Prezydium Okręgowej Rady Lekarskiej w Katowicach, po analizie sprawozdania z wykonania planu finansowego Śląskiego Oddziału Wojewódzkiego Narodowego Funduszu Zdrowia za okres od 1 stycznia do 31 grudnia ubiegłego roku, „z olbrzymim zaskoczeniem przyjęło wykazanie w nim dodatniego wyniku finansowego w wysokości blisko 200 mln zł”.
Foto: Mariusz Tomczak
Takie słowa padają w piśmie Jacka Kozakiewicza, Prezesa Okręgowej Rady Lekarskiej w Katowicach, skierowanym do Tomasza Uhera, p.o. Dyrektora Śląskiego Oddziału Wojewódzkiego NFZ. Jak wynika ze sprawozdania tego oddziału, we wszystkich rodzajach świadczeń zdrowotnych, zarówno w lecznictwie zamkniętym, jak i ambulatoryjnym, nie zrealizowano zakładanego planu finansowania świadczeń.

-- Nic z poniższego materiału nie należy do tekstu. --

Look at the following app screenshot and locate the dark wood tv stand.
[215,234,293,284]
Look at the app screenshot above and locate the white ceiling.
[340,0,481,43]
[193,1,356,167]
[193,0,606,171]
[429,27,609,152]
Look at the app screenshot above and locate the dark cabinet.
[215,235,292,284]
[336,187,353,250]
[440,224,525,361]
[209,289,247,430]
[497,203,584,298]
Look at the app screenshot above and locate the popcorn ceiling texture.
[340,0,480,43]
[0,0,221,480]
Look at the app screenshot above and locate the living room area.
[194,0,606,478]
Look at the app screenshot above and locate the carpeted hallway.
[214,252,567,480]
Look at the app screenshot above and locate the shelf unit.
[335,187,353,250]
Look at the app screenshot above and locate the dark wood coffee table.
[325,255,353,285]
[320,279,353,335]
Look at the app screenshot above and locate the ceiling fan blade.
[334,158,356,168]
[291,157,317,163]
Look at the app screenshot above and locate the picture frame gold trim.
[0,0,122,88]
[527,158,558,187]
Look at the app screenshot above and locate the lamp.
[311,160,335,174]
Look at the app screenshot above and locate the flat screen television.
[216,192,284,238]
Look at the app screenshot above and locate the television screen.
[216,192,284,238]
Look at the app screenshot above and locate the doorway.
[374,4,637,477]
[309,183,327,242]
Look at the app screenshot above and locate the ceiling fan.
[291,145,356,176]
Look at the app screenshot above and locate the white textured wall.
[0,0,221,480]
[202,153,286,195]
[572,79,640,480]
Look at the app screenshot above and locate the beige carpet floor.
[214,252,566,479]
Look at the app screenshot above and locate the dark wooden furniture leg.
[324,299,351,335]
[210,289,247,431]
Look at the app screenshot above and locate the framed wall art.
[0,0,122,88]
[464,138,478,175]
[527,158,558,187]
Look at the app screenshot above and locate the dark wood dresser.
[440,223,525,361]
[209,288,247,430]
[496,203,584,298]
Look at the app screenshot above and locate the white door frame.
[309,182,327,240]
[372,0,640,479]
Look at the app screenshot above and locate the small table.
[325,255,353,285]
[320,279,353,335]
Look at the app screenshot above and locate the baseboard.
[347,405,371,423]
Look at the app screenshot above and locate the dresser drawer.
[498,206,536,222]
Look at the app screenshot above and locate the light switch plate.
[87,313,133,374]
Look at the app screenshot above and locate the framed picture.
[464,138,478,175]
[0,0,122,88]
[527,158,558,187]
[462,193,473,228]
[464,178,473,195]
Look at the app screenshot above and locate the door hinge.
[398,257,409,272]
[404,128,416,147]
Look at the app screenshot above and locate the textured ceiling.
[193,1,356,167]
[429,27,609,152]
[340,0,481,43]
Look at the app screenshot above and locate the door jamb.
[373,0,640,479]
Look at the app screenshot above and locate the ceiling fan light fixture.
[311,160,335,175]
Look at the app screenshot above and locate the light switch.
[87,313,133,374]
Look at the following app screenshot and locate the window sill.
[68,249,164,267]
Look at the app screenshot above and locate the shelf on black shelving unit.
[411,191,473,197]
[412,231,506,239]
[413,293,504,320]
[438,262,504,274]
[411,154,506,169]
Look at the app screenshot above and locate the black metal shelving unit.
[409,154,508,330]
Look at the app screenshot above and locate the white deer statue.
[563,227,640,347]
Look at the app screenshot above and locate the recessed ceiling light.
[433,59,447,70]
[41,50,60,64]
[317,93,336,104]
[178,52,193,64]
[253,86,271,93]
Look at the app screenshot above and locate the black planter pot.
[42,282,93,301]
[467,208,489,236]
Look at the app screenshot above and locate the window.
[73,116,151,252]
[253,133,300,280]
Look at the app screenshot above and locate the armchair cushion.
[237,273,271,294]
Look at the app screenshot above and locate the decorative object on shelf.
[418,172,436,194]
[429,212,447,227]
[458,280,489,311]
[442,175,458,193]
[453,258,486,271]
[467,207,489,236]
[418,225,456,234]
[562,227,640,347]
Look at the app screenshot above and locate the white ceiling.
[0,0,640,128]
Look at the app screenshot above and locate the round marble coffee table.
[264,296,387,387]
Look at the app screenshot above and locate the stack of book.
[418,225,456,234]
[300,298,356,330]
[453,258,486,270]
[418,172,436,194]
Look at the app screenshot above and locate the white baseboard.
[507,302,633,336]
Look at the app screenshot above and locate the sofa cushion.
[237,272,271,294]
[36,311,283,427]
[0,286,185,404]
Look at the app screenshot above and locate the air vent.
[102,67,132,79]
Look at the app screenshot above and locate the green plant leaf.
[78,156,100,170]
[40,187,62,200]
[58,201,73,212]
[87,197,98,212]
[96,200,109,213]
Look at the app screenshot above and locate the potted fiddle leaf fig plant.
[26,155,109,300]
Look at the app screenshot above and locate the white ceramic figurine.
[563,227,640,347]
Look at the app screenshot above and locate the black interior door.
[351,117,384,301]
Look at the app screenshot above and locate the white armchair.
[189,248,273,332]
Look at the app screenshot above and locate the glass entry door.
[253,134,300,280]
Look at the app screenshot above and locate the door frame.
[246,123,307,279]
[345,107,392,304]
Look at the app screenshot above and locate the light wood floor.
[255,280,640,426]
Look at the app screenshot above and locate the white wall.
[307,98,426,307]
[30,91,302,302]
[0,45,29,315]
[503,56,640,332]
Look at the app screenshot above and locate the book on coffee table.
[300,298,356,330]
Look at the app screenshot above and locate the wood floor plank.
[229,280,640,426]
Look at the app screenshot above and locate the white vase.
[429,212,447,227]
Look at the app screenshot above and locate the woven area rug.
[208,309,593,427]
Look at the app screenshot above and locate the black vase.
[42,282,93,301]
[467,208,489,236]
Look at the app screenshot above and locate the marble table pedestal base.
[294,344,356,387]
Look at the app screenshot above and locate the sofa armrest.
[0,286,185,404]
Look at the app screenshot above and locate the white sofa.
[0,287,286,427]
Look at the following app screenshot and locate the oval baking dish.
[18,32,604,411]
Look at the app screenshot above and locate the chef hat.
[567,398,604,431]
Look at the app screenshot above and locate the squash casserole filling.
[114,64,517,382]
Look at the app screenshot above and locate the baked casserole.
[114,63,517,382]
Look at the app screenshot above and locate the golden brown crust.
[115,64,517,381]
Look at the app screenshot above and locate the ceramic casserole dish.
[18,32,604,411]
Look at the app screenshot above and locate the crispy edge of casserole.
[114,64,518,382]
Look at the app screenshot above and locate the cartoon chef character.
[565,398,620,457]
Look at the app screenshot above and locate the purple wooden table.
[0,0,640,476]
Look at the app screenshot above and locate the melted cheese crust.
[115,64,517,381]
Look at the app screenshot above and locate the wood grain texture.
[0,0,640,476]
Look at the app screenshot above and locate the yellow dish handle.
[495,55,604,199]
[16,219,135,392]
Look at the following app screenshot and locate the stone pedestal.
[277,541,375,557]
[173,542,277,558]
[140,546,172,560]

„Świadomi trudności, z którymi stykają się chorzy woj. śląskiego w dostępie do wielu świadczeń medycznych, a także powszechnie znanych problemów szpitali i poradni w pozyskiwaniu kontraktów w wysokości pozwalających na realizacje koniecznych potrzeb i otrzymania należności za wykonane wcześniej tzw. świadczenia ponadlimitowe, prosimy o pilne wyjaśnienie przyczyn niewykorzystania w 2013 r. środków finansowych, których wysokość jest równoważna z rocznym budżetem kilku szpitali” – czytamy w liście do szefa śląskiego NFZ.
„Zwracamy się także z prośbą o przekazanie informacji na jaki cel zostały przeznaczone te niewykorzystane środki finansowe” – dodaje Jacek Kozakiewicz.